Published:Monday, 23 Oct 2017 08:10

Zakir Naik to be charged in terror funding case

Indian Islamic preacher Zakir Naik will be chargesheeted by the National Investigation Agency (NIA) this week for his alleged role in terror funding and money laundering cases in the country, officials said.


The formalities to file the chargesheet against Mr Naik, who left the country in July last year, have been completed and it will be submitted before a special court this week, they said.


The 51-year-old televangelist, who is currently abroad, is being probed under terror and money-laundering charges by the NIA. He fled from India on July 1, 2016, after terrorists in neighbouring Bangladesh claimed that they were inspired by his speeches.


The NIA had on November 18, 2016, registered a case against Mr Naik at its Mumbai branch under various sections of the Indian Penal Code and Unlawful Activities (Prevention) Act. His Mumbai-based NGO, Islamic Research Foundation (IRF), has already been declared an unlawful association by the Union Home Ministry.


Mr Naik is said to have acquired citizenship of Saudi Arabia but this has not been confirmed yet.


The controversial preacher has been accused of spreading hatred by his provocative speeches, funding terrorists and laundering several crores of rupees over the years.

Mr Naik has repeatedly denied all the charges.


The Interpol was approached against Mr Naik after a year-long probe during which the NIA gathered evidence on his IRF and Peace TV being used to allegedly promote hatred between different religious groups.


Besides banning his NGO, the central government has taken his TV channel off air.

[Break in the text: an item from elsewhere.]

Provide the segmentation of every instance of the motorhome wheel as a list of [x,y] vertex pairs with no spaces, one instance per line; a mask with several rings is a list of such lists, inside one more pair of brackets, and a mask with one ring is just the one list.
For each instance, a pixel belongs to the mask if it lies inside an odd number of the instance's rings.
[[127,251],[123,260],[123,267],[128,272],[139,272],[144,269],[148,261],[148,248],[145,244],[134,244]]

The passport of Mr Naik was also been revoked by the Ministry of External Affairs at the request of the NIA earlier this year.


The NIA had thrice issued notices to Mr Naik, asking him to join the investigation, but he did not appear before it.

The Mumbai-based preacher came under the lens of security agencies after some terrorists allegedly involved in the attack on a cafe in Dhaka in July last year reportedly claimed they were inspired by his speeches.